Keywords: catalase, polymorphism, cancer, susceptibility, meta-analysis

INTRODUCTION

Worldwide, cancer is currently the main cause of death and a public health problem that seriously threatens human health [1]. Biological and epidemiological studies have shown that carcinogenesis is a sophisticated, multivariate process resulting from interactions between genetic and environmental factors [2]. However, the exact mechanism of carcinogenesis has not been fully elucidated. Many aspects of malignant cancers, including carcinogenesis, aberrant growth, metastasis, and angiogenesis, have been attributed to reactive oxygen species (ROS) [3]. Such ROS-mediated damage to cellular macromolecules is thought to accumulate as a function of age, thus promoting carcinogenesis [4, 5].

Catalase (CAT) is an important endogenous antioxidant enzyme that decomposes hydrogen peroxide to oxygen and water, thus limiting the deleterious effects of ROS[6]; accordingly, the CAT gene may play an important role in substance metabolism. CAT is located on the nuclear chromosome 11p13, and polymorphisms in this gene have been reported to associate with the development of many types of cancer, such as invasive cervical cancer and prostate cancer [7].

The rs1001179 polymorphism (C-262T) is located in the promoter region of CAT, where it influences transcription factor binding and alters the basal transcription and consequent expression of the encoded enzyme [8]. The rs794316 polymorphism (A-15 T) has been identified in the promoter region near the CAT start site, and the endogenous variability of this promoter likely plays a role in the host response to oxidative stress [9]. A large number of previous studies in humans have suggested a possible correlation between genetic polymorphisms of CAT and susceptibility to cancers, such as prostate cancer [1014], breast cancer [15], and hepatocellular carcinoma [1619]. However, those studies published inconsistent results.
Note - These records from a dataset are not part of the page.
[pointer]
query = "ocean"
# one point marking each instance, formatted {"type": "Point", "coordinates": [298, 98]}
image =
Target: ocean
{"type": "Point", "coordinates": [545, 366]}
Accordingly, we conducted a meta-analysis to combine data from all of the available case-control studies in order to validate the association of CAT polymorphisms with cancer risk.

RESULTS

Characteristics of included studies

A flow chart of the study selection process is shown in Figure 1. Initially, 374 articles were identified. After reading the titles and abstracts of all the articles, 310 were excluded (164 articles were not related to cancer patients, 137 articles were not case-control studies and 9 articles were about other polymorphisms). After searching through the full texts of the remaining articles, an additional 15 were excluded, including 9 articles that contained no useful data and 6 articles that had re-reported data. Finally, a total of 37 studies from 29 published articles, involving 14,942 cases and 43,285 cancer-free controls, were included in this meta-analysis. The eligible studies presented data for several different cancer types, including prostate cancer, hepatocellular carcinoma, breast cancer, and colorectal cancer. Among these studies, 10 were based on Asian populations [9, 13, 1517, 2022], 20 on Caucasian populations [7, 10, 11, 14, 18, 2333], 1 on an African population [14], and 6 on mixed-ethnicity populations [12, 19, 31, 3436]. Furthermore, in 3 studies, the genotype distributions of the control groups departed from Hardy-Weinberg equilibrium (HWE) [7, 10, 20]. The characteristics of the eligible studies are presented in Table 1.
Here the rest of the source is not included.